Illumina data import with sequence as fastq.gz, primer and barcodes as txt files

Hi Users,
I have qiime2-2019.4 installed through miniconda in Linux Mint 19.1.
I have sequences bacterial V3-V4 regions. The outsourcing company provided me forward and reverse sequences as fastq.gz files and primer and barcodes as text (provided at the end).
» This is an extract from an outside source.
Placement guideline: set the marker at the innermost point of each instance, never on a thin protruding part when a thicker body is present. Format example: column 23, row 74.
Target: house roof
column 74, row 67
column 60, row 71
I also asked them for barcodes as fastq.gz format, however, they are reluctant to provide me. I am novice in this and unable to move a step following the provided importing techniques (Moving Picture or FMT).

I require your kind support regarding:

  1. How to import
  2. Following workflow such as whether or how to remove barcodes and primer sequences etc.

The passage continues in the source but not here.